Some Tips for Handling Secrets

Keeping secrets (such as database passwords, API credentials, etc) out of your code is important to ensure the security your systems and data. While there are many approaches to doing so, two simple options are making use of environment variables and using secret config files.

Option 1: Environment Variables

Environment variables you set at the bash command line are available to your code running in that environment and a good option for keeping secrets out of your code itself. You can set environment variables at the command line by assigning them with an = sign (avoid any spaces around the =) and check their value using echo and placing a $ before the variable name:

you@server:~$ FOO="HELLO WORLD"
you@server:~$ echo $FOO
HELLO WORLD

In python, you can access these using the built-in os module, for instance if you had your database password stored in the PGPASSWORD environment variable:

import os

db_pass = os.getenv('PGPASSWORD')

If you don't want to set the environment variables by hand every time you start a new terminal session, you could also store them in a shell script that would load them up when run, for instance, you might have a file called environment.sh with contents:

export FOO="HELLO WORLD"
export BAR="BAZ"

Importantly, you'll need to restrict the access to this file: store it somewhere only you can access (e.g., your home directory), avoid committing it to a git repository, and change the permissions so only you can view it using chmod 600 {filename}.

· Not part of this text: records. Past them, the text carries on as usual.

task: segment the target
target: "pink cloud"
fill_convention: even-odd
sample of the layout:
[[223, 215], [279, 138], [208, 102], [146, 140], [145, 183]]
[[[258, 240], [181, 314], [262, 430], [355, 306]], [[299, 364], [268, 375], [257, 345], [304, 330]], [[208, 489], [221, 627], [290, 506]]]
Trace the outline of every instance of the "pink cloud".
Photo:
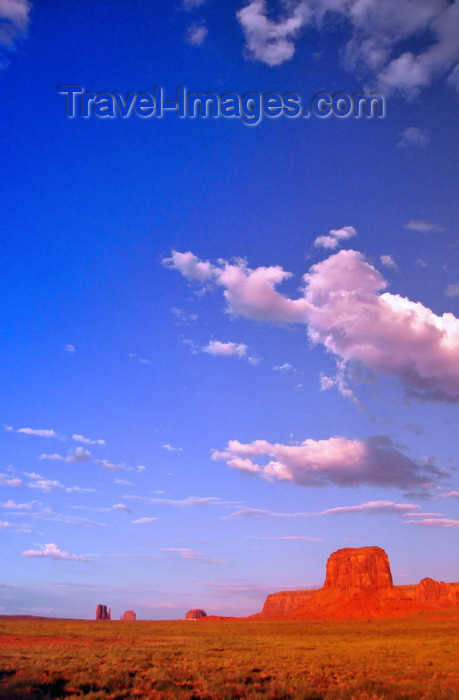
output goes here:
[[404, 525], [421, 525], [422, 527], [459, 527], [459, 520], [451, 518], [425, 518], [424, 520], [405, 520]]
[[229, 467], [269, 481], [292, 481], [300, 486], [367, 484], [428, 489], [440, 476], [433, 464], [410, 459], [384, 436], [308, 439], [300, 445], [230, 440], [226, 450], [215, 450], [212, 458], [224, 459]]
[[399, 515], [419, 515], [412, 511], [419, 510], [420, 506], [413, 503], [394, 503], [393, 501], [368, 501], [357, 506], [340, 506], [338, 508], [328, 508], [319, 515], [341, 515], [345, 513], [387, 513]]
[[382, 275], [355, 250], [313, 265], [299, 299], [277, 291], [291, 276], [279, 266], [251, 270], [241, 260], [212, 265], [176, 252], [164, 263], [191, 281], [223, 287], [228, 313], [307, 325], [311, 340], [333, 353], [341, 370], [360, 362], [397, 377], [419, 398], [459, 400], [459, 319], [384, 291]]

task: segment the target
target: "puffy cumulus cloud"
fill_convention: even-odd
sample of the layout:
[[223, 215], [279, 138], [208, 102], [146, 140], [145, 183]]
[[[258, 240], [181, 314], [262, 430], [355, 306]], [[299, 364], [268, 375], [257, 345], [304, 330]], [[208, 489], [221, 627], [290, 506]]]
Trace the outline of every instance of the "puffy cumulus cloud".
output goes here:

Once you've created that file, any time you want to load the environment variables, you can simply run its contents as a shell script using source. For instance, if the file was named environment.sh:

you@server:~$ source environment.sh

Option 2: Secrets Config File

A second option involves storing your secrets in a config file that can be read by your programs (any number of formats is reasonable: yaml, json, even plain text). For instance, you might create a file called secrets.yaml with contents such as:

db:
  host: database.mlpolicylab.dssg.io
  port: 5432
  dbname: group_students_database
  user: andrewid
  password: 12345
web_resource:
  api_key: 23b53ca9845f70424ad08f958c94b275

Then, you can access your secrets within your code with the appropriate loading utility, such as (here, the yaml module is not built-in, but comes from the package PyYAML):

import yaml

with open('path/to/secrets.yaml', 'r') as f:
  # loads contents of secrets.yaml into a python dictionary
  secret_config = yaml.safe_load(f.read())

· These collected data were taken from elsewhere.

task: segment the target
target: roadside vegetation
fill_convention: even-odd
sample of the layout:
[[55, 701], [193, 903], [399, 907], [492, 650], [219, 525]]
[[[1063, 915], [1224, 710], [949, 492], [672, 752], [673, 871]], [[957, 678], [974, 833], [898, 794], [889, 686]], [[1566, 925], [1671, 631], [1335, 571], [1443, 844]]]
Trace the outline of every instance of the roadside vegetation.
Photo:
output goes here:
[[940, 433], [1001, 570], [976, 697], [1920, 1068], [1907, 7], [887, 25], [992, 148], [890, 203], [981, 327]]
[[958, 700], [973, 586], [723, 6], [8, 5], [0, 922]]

This can be an easy way to feed secrets into your programs, but you'll need to ensure these secrets don't accidentally get committed to github. You could either provide the path to config file as an input parameter to your program (in which case, you could keep the secrets file somewhere entirely outside of the git repo, such as your home directory) or have it live in some expected location within the structure of the github repo, but use a .gitignore file to avoid committing the secrets file itself.

To do so, edit (or create) your .gitignore file at the top level of your repo to add (in the example where the secrets are contained in secrets.yaml):

# ignore secrets config
secrets.yaml

Make sure you've added and committed the .gitignore file to your repo, and then you should be able to confirm that your secrets file isn't being tracked with git status.